The challenges of using cloud-based tech relate in part to what slowed the deployment of RFID initially. “Data standardisation and interoperability of systems is not ensured and can create challenges through the entire logistics chain,” suggests Germain. “Security can also be a challenge, especially when several systems are involved and need to work together. The more systems and data sharing exist, the more the risk of data breaches is important.” 

In this backdrop, blockchain is an emerging alternative. “Suppliers implement more and more blockchain and sensors mainly for security reasons,” explains Germain. “Blockchain technology provides an immutable and tamper-proof record of transactions, which makes it very hard for counterfeiting. In addition, sensors can offer a better track of the physical location for a pharma product, and both are compatible with existing systems in most cases.”
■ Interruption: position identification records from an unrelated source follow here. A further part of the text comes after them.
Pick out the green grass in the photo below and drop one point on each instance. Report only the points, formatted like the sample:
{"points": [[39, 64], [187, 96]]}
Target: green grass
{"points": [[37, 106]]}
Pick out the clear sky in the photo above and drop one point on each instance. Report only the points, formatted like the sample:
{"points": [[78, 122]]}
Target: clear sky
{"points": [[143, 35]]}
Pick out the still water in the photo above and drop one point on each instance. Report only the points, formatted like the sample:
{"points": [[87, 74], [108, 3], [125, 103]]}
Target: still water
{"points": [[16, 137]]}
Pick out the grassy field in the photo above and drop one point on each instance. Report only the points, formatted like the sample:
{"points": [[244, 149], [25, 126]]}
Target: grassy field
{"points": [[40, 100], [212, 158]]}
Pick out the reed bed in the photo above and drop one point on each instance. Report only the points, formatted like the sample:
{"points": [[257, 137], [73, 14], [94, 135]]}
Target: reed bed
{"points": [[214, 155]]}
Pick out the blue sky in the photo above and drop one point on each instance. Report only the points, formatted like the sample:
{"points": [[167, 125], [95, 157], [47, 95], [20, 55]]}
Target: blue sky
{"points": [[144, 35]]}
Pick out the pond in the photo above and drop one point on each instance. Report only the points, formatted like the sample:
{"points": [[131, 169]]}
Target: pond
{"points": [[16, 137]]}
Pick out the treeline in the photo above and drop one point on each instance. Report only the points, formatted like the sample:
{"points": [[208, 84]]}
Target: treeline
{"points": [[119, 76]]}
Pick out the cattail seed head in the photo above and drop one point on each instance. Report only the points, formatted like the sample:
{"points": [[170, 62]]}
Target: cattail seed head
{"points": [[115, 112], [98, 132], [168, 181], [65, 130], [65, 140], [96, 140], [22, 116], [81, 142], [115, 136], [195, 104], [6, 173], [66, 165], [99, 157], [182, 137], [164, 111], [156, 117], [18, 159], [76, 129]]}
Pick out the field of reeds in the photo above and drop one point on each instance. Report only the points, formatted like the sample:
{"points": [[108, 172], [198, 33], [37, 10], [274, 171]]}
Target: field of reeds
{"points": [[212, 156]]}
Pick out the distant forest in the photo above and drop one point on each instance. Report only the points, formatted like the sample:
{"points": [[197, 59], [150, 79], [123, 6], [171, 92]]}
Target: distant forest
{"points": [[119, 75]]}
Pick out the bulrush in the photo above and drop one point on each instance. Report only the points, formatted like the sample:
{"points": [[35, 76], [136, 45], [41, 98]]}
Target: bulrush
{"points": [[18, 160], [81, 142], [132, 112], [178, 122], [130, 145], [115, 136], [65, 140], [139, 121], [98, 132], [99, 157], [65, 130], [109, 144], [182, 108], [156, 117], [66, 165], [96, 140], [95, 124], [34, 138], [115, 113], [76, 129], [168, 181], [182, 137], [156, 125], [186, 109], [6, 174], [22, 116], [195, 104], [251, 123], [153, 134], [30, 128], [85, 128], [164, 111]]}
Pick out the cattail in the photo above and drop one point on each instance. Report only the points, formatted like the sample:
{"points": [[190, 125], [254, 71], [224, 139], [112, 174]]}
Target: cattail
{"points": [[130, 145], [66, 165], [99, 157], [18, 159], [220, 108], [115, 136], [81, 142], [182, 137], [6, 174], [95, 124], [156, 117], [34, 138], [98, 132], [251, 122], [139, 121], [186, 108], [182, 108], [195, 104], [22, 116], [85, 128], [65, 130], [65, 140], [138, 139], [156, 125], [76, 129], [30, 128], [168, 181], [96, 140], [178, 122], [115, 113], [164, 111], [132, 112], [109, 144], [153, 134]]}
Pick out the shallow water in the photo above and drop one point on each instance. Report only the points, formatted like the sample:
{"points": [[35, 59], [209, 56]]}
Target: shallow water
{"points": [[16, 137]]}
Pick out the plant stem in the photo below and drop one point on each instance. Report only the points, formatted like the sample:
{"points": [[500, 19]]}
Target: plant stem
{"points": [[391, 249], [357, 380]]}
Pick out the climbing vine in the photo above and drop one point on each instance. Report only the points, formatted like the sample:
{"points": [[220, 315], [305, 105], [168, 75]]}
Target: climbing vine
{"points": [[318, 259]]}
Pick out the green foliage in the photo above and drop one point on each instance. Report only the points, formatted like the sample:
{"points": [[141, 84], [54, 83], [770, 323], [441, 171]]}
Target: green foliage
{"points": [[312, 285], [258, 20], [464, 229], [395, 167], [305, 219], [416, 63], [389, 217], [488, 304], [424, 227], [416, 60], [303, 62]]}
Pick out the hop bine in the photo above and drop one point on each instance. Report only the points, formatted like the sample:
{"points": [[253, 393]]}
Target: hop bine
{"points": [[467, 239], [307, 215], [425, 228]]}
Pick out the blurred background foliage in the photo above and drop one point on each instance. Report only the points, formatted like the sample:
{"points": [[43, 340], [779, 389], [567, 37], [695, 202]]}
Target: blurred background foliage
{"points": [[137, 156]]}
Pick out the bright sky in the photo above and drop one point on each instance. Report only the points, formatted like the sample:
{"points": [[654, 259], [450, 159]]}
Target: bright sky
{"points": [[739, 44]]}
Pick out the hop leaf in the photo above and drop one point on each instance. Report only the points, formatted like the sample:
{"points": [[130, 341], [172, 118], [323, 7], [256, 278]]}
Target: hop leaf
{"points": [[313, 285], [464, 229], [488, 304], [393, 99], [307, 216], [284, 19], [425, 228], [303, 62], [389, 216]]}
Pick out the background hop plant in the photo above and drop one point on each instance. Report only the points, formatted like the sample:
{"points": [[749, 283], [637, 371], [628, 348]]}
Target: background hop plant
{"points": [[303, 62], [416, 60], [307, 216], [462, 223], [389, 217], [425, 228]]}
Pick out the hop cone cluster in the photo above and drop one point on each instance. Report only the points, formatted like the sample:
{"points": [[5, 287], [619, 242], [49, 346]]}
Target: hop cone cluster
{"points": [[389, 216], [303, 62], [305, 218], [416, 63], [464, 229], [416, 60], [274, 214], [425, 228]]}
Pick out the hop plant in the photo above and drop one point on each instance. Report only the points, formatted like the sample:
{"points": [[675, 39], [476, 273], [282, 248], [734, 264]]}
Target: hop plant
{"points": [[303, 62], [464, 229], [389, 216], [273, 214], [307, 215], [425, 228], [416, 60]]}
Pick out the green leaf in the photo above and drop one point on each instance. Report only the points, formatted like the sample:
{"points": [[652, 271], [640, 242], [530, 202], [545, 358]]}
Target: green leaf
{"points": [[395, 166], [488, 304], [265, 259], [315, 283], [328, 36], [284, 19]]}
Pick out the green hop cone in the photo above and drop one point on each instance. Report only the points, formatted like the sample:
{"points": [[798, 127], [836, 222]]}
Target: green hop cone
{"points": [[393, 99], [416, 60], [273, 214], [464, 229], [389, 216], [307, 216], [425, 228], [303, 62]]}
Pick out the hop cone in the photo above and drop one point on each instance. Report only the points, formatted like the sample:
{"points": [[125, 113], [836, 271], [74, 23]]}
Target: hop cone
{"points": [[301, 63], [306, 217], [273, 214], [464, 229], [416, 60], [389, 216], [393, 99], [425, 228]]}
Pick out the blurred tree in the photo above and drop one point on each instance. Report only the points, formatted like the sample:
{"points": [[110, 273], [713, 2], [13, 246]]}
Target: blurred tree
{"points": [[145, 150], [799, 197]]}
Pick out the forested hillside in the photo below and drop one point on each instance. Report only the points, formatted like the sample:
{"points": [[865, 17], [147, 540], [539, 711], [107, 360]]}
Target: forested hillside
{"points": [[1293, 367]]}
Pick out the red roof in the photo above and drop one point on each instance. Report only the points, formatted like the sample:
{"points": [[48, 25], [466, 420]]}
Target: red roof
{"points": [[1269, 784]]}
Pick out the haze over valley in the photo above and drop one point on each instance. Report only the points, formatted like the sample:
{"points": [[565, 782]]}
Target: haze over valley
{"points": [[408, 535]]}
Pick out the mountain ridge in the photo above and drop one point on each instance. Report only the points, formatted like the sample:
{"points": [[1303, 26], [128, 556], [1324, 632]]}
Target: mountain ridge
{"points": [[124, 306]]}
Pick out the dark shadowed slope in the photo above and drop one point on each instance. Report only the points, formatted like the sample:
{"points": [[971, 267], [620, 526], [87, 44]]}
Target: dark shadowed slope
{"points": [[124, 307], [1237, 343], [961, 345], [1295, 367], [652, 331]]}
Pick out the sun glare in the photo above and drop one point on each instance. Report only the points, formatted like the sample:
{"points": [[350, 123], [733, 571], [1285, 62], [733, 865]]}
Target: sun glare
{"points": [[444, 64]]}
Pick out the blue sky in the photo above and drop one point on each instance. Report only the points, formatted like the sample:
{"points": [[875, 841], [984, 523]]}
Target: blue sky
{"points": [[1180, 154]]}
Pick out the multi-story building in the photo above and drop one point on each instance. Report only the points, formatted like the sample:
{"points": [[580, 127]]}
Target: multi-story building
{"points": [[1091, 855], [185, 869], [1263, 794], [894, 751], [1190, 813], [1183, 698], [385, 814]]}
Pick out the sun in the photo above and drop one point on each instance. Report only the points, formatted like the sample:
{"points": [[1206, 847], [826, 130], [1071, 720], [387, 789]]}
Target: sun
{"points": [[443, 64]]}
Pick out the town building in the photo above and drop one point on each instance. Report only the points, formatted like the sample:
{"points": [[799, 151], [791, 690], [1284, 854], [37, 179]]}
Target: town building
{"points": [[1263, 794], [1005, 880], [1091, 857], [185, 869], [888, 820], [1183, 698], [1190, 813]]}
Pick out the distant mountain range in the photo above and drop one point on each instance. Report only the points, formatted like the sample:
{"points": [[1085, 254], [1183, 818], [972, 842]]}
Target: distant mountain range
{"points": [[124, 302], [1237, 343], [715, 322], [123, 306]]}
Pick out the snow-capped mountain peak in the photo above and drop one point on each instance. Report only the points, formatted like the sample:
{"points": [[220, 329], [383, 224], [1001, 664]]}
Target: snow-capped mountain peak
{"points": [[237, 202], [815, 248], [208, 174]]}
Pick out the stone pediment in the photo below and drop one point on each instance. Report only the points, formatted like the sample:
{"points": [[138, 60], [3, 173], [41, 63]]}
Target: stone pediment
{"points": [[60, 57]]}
What lies ahead for RFID and smart labelling

According to a report by Future Market Insights, the global RFID in pharmaceuticals market was worth more than $1.4 bn in 2022 and is predicted to grow at an impressive compound annual growth rate of 7.9% to top $ 2.2 bn by 2028. The analysis suggests that the developing need for efficient supply chain management is expected to support demand growth of RFID in pharmaceuticals over the decade. 

Volpe agrees that “the future is bright” for smart technologies that identify, monitor, and track medications through the supply chain.  

“However, to make it all work – regardless of technology – we need trusted, reliable, global standards that provide a common digital language to communicate that data across the supply chain’” she adds. 

Moreover, other regulatory factors still need to be finalized. Volpe adds that the FDA has not yet decided on the overall encoding standard for RFID as it has with barcodes. 

“This means that pharma companies could be forced to make decisions that may limit their ability to sell their product to all of their RFID customers,” she says. “Using the same type of open, global, standard like we do for barcodes makes sense for the pharma industry, so that a customer can use an RFID-enabled pharmaceutical product from any company at any time.” 

RFID is an important facet of smart labelling and its evolution, but not the only one. “Other technologies such as near-field communication and Bluetooth Low Energy are viable complementary alternatives with different advantages,” advises Germain. “With more and more devices becoming connected, cloud-based platforms can help to integrate and manage data from these devices. They enable real-time data sharing, collaboration, and analytics across the supply chain, bringing more security and efficiency as well as confidence into our pharma products.” 

So, moving forward, it is not about one single technology but how all of them combine and work together to increase efficiency across the industry.